Odchodząc z pracy miałem poukładany plan na nową pracę ale o moim odejściu zrobiło się głośno i w zasadzie dostałem z miejsca 2 propozycje w tym jedna od dyrektora u którego byłem 7 lat temu na rozmowie (wówczas miałem sporo mniejsze doswiadczenie i finalnie wziął kogoś innego).
Przez ten czas od rozmowy do teraz mimowolnie współpracowaliśmy ze sobą, jak dowiedział się, że odszedłem to zaprosił mnie ponownie na rozmowę i przyznał, że trochę go gryzło, że mnie wtedy nie zatrudnił, cieszył się że mimo wszystko w kontaktach wykazywałem się profesjonalizmem, a nie przez pryzmat tego, że mnie nie zatrudnił, nawet z 2 razy mu w czymś tam pomagałem.
Jak to mówią nie ma tego złego i dzięki temu, że mieliśmy sposobność współpracować to dostałem warunki takie same jak u bardziej doświadczonych pracowników co w dużej firmie nie zawsze jest takie oczywiste.
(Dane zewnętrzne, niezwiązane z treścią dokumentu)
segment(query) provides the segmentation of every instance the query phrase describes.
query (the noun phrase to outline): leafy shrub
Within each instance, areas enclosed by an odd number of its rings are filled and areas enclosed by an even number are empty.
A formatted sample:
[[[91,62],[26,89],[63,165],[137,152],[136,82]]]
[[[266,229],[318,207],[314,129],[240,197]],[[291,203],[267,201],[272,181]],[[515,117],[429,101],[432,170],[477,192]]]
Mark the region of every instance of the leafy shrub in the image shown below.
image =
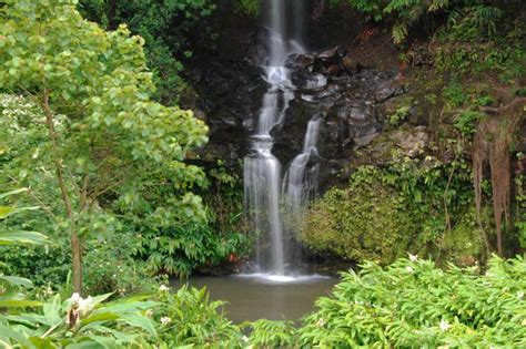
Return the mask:
[[[431,260],[365,263],[345,273],[299,330],[302,347],[489,348],[526,346],[526,261],[493,257],[446,270]]]
[[[390,116],[390,124],[393,126],[399,125],[409,115],[411,105],[402,105],[396,112]]]
[[[301,239],[317,252],[386,264],[409,248],[416,233],[399,193],[382,183],[378,170],[363,167],[348,188],[332,188],[312,206]]]
[[[144,258],[152,273],[184,277],[200,266],[216,265],[236,250],[241,234],[222,235],[208,222],[188,225],[163,225],[144,220],[136,227],[135,254]]]
[[[251,322],[249,340],[255,348],[294,348],[297,342],[296,328],[292,321],[260,319]]]
[[[179,346],[241,348],[242,333],[237,326],[223,316],[223,301],[210,301],[205,288],[181,287],[171,294],[161,286],[154,310],[159,325],[156,340],[168,348]]]
[[[38,310],[13,311],[0,317],[2,343],[16,348],[118,348],[138,343],[141,335],[155,336],[144,314],[155,306],[145,297],[103,302],[111,295],[81,298],[60,295]],[[10,347],[8,347],[10,348]]]

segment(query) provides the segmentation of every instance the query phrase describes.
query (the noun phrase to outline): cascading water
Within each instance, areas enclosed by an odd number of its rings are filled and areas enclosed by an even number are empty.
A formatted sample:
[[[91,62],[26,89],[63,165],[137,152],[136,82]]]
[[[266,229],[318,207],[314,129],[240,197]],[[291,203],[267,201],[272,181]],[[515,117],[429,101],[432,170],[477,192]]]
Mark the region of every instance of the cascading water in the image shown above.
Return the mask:
[[[322,119],[315,115],[307,125],[305,140],[303,141],[303,151],[291,163],[287,175],[285,176],[286,208],[293,217],[293,224],[297,225],[303,206],[308,202],[308,195],[315,191],[317,184],[318,164],[307,168],[310,161],[317,157],[317,135]]]
[[[264,79],[269,89],[263,97],[255,134],[251,136],[251,153],[244,160],[245,209],[257,237],[256,265],[260,271],[284,275],[289,258],[290,240],[283,229],[281,214],[281,165],[272,154],[272,130],[280,125],[286,114],[290,102],[294,99],[294,85],[285,60],[292,53],[302,53],[300,42],[303,40],[303,0],[269,0],[266,2],[269,23],[269,57],[264,66]],[[293,25],[289,25],[286,10],[294,14]],[[292,30],[290,29],[292,28]],[[290,39],[287,39],[290,38]],[[320,129],[320,119],[308,123],[304,148],[293,161],[289,171],[286,202],[294,213],[303,206],[305,199],[305,177],[307,162],[317,154],[315,143]],[[312,181],[307,181],[312,182]]]

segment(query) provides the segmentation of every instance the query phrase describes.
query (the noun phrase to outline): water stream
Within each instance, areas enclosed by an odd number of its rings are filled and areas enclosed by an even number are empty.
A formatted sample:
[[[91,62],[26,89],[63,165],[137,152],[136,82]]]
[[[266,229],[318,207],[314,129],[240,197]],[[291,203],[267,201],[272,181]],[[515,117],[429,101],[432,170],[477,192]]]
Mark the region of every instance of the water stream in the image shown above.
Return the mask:
[[[263,66],[269,88],[254,122],[251,153],[244,160],[245,209],[257,235],[256,271],[275,275],[294,274],[297,254],[293,252],[292,235],[301,223],[301,212],[315,188],[317,168],[307,171],[307,164],[317,155],[316,140],[321,119],[308,123],[302,152],[292,162],[282,183],[280,161],[273,155],[272,131],[283,123],[290,102],[294,99],[294,84],[285,61],[293,53],[303,53],[304,2],[302,0],[269,0],[269,57]],[[287,20],[292,20],[292,25]],[[282,195],[283,189],[283,195]],[[285,197],[285,207],[282,198]],[[284,216],[287,217],[284,228]],[[292,217],[292,219],[290,218]]]

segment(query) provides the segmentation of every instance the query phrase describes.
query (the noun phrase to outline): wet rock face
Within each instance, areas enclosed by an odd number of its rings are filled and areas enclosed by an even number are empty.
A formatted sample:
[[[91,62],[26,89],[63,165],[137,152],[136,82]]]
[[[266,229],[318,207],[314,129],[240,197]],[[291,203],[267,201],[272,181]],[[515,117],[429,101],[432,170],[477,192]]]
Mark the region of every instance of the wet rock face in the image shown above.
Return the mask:
[[[194,62],[188,79],[199,97],[196,107],[204,112],[210,126],[210,143],[201,156],[234,164],[250,147],[262,97],[267,85],[262,79],[260,57],[266,48],[259,42],[264,30],[247,42],[237,60],[203,59]],[[295,85],[284,121],[272,131],[273,153],[284,168],[303,146],[308,121],[323,117],[317,141],[320,150],[320,188],[346,181],[338,173],[348,167],[360,147],[367,146],[383,129],[385,103],[403,94],[394,71],[374,71],[354,64],[352,53],[340,47],[291,55],[286,62]]]

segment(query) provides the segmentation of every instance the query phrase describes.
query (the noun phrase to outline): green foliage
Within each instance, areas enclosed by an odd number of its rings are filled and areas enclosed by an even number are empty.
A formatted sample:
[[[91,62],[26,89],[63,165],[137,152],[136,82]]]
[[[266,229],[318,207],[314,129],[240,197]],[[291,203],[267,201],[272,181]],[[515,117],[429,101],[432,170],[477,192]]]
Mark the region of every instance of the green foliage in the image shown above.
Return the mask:
[[[164,212],[163,215],[169,216],[170,213]],[[153,273],[185,277],[199,266],[224,260],[243,239],[241,234],[218,234],[205,223],[175,226],[163,225],[162,216],[152,218],[138,226],[144,230],[135,236],[135,253],[146,260],[148,268]]]
[[[69,299],[60,295],[39,310],[10,311],[0,317],[2,343],[14,348],[118,348],[138,343],[141,336],[155,336],[145,311],[155,302],[133,297],[104,302],[111,295]]]
[[[13,189],[7,193],[0,194],[0,199],[24,193],[27,188]],[[27,232],[20,229],[12,229],[8,224],[8,216],[16,215],[17,213],[33,211],[37,207],[17,207],[12,206],[0,206],[0,219],[4,227],[0,228],[0,247],[9,245],[43,245],[47,243],[47,236],[37,232]],[[1,265],[0,265],[1,267]],[[0,270],[3,268],[0,268]],[[26,299],[26,295],[20,290],[23,288],[32,288],[33,284],[30,279],[10,276],[0,273],[0,309],[1,308],[18,308],[39,306],[38,302]],[[1,326],[1,322],[0,322]]]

Tryb pracy zadaniowy czyli to czy zrobię zadania w 4 godziny czy w 10 nikogo nie obchodzi.
Wynagrodzenie 5800 netto podstawa i prowizja od wykonanych zadań (średnio 4-7 zadań dziennie o różnym stopniu premiowania od 120 do 280 zł netto per zadanie), wiadomo dają wszelkie narzędzia jak auto, laptop, drukarka itp
Praca polega na wykonywaniu ocen technicznych, kosztorysów i ich weryfikacji dla towarzystwa ubezpieczeniowego.
Zaczynam równo za miesiąc, trzymajcie kciuki
Może nie jest to jakaś górnolotna robota, natomiast daje pełną swobodę działania i jest to stabilne zatrudnienie na czym mi obecnie najbardziej zależy, chłopaki których poznałem pracują tak od kilkunastu lat.